The town's position in the southern Côte d'Or places it within excursion distance of Beaune — the wine capital of Burgundy, whose Hospices de Beaune (Hôtel-Dieu) remains one of France's most visited monuments, its polychrome tiled roof a visual signature recognized worldwide. The vineyards of the Côte de Beaune and the Côte de Nuits, stretching north from Beaune through Pommard, Volnay, Meursault, and eventually to Gevrey-Chambertin and Vosne-Romanée, produce pinot noir and chardonnay of a quality that has defined these grapes' global reputation.
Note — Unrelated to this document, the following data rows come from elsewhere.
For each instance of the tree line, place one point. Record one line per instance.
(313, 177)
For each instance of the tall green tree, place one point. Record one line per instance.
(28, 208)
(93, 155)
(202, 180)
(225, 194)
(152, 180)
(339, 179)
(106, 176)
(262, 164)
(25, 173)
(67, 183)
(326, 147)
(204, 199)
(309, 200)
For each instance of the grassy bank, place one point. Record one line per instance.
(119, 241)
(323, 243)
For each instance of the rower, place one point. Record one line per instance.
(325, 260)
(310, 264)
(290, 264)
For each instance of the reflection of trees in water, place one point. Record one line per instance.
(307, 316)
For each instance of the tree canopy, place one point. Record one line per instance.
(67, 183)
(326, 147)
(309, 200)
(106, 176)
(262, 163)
Seurre itself preserves the quiet charm of a river town that tourism has not yet discovered. The Church of Saint-Martin, dating to the fifteenth century, anchors a compact center where half-timbered houses and stone merchants' residences line streets that follow the medieval town plan. The riverfront, where AmaWaterways vessels moor, provides evening promenades along the Saône with views across the flat, fertile plain toward the vine-covered slopes that begin their gentle ascent a few kilometers west.
AmaWaterways includes Seurre on Burgundy river cruise itineraries, with excursions to Beaune, the Château du Clos de Vougeot — headquarters of the Confrérie des Chevaliers du Tastevin — and tastings at domaines where families have been making wine for generations. The cuisine is emphatically Burgundian: boeuf bourguignon, escargots de Bourgogne, coq au vin, and the époisses cheese whose pungent aroma and creamy interior have made it France's most characterful fromage.
April through October provides the best visiting conditions, with September's harvest season offering Burgundy at its most atmospheric and aromatic. Seurre is the France that travel brochures promise but rarely deliver — a town where authenticity is not a marketing strategy but simply the way life has always been lived along the Saône.